Concerns have been raised that problems related to the supply of a substance used to screen for cancerous cells is causing delays for NHS patients in England, with many exposed to repeated cancellation of scans at short notice.

Choline is a radiotracer injected into patients an hour before PET-CT scans, predominately when patients are feared to have a recurrence of prostate cancer. Without it the scans cannot go ahead.

The worries surrounding its availability come as waiting times for cancer patients in England are at a record high, with almost one in four patients not starting treatment within the two-month target period.

Karen Stalbow, the head of policy, knowledge and impact at Prostate Cancer UK, said: “Some men are facing lengthy delays in confirming their prognosis, as scans are repeatedly cancelled at short notice due to the shortage.

“This causes major stress and anxiety for these men, leaving some with little choice but to pay around £1,500 for a scan which uses PSMA tracers as an alternative to choline. These scans are currently only available privately, with some men even travelling abroad to get access.

“NHS providers must take immediate action to ensure that PET-CT scans are available to all men with suspected prostate cancer recurrence, starting first with restoring the supply of choline and then progressing the commissioning of a more effective tracer.”

NHS England told the Guardian that problems with the supply of choline had been resolved.

But Richard Taylor, from west London, who is going through a cancer diagnosis for the third time in two years, initially had a scan at University College London Hospital (UCLH) scheduled for the end of April, more than three weeks after his appointment with his oncologist – which should precede it – because of unavailability of choline.

Related: Prostate cancer: radiotherapy could extend thousands of lives, study finds

Taylor said: “Someone in the NHS should be ashamed of the unnecessary stress they’re causing patients through a lack of reasonable forward planning to ensure essential tracers are reliable, easily available, and – if a batch fails – an alternative is quickly available.

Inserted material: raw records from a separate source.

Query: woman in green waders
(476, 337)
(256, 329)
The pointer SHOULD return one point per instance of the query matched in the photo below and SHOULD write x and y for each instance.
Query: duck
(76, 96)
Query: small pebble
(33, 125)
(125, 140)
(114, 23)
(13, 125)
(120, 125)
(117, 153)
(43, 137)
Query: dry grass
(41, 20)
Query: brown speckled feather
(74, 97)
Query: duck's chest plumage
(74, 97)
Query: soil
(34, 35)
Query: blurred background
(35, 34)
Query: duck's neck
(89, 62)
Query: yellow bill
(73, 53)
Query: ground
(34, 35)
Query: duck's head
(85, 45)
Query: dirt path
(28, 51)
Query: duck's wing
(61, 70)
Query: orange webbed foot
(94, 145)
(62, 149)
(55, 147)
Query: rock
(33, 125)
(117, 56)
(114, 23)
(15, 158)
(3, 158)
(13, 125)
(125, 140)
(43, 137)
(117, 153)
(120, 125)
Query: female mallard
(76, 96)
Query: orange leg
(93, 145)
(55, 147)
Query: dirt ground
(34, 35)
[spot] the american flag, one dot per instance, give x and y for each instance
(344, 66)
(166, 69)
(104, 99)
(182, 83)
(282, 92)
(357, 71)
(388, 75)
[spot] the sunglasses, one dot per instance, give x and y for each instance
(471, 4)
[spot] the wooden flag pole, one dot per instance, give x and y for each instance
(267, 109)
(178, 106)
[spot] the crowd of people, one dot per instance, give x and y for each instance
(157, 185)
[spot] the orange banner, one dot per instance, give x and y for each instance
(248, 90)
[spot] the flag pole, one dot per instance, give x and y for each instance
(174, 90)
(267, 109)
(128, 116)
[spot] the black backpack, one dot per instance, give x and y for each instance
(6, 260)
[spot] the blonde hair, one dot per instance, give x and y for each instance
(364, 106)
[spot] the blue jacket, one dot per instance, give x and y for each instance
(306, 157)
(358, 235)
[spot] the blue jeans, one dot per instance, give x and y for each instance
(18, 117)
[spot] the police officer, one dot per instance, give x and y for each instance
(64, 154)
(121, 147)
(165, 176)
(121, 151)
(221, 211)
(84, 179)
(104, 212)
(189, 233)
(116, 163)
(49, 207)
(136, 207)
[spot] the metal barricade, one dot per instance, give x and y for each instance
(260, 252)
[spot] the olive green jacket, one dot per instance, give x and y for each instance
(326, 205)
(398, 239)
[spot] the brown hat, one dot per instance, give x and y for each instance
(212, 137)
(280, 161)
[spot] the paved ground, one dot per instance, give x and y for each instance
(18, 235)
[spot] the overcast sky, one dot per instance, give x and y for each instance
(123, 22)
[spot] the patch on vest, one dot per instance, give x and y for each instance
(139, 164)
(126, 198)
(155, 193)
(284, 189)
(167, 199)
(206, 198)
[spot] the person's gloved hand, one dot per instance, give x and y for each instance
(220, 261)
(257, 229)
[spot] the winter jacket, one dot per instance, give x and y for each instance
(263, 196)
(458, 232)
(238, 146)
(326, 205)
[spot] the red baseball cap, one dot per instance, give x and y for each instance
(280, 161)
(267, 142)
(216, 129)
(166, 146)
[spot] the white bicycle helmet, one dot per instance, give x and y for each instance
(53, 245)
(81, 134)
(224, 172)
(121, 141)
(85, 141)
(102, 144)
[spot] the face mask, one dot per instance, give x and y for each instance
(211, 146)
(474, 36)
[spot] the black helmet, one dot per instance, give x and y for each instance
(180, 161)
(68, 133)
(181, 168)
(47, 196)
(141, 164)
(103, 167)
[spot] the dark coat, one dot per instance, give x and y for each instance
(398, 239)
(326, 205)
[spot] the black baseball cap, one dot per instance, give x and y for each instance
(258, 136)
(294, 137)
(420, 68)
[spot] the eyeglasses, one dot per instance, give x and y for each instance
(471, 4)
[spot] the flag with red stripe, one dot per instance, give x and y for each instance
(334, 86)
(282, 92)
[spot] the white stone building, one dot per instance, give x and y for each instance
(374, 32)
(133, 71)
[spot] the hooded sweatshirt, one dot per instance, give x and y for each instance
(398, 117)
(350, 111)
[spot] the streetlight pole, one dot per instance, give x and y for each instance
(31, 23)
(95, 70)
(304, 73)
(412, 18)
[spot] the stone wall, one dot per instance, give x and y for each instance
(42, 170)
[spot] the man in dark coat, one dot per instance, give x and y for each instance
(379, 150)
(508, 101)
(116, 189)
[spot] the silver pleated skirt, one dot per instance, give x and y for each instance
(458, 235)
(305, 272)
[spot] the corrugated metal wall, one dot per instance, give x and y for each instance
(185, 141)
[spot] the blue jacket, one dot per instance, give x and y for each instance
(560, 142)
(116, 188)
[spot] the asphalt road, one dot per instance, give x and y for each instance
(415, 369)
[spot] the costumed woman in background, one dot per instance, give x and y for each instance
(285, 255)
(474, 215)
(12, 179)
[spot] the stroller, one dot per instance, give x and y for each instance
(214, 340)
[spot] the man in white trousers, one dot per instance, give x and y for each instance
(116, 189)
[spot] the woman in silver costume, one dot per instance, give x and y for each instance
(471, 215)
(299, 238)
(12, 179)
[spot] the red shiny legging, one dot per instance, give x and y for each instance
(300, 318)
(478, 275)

“When you hear there are likely to be lengthy delays in getting a scan, you feel like not coming out from under the duvet in the morning, as your worst fears may be realised in the near future by the cancer spreading in the time it takes the NHS to put measures in place that your treatment may reasonably progress.”

UCLH had offered him a PMSA scan as an alternative, privately for £2,200, but after the Guardian contacted the hospital it offered him the same scan the next day on the NHS.

A UCLH spokeswoman said: “It is well-known that choline is a fragile tracer and its production can be relatively unreliable, leading to unpredictable short-term cancellations. We have been working constructively with NHS England to address the choline production issues and they recently agreed to fund PSMA scans for a limited period.”

Prostate cancer is the most common cancer in men. About one in eight men will be diagnosed with the disease at some point in their lives, according to Prostate Cancer UK.

Dr Wai Lup Wong, the chair of the NHS England cancer diagnostics clinical reference group, said: “There is not a shortage of choline … however, some patient scans were delayed last year when a supplier experienced difficulties whilst refurbishing one of its production sites.

“It is important that all patients with suspected cancer have scans as promptly as possible and any delays, for whatever reason, are kept to an absolute minimum during what is a difficult time in patients’ lives.”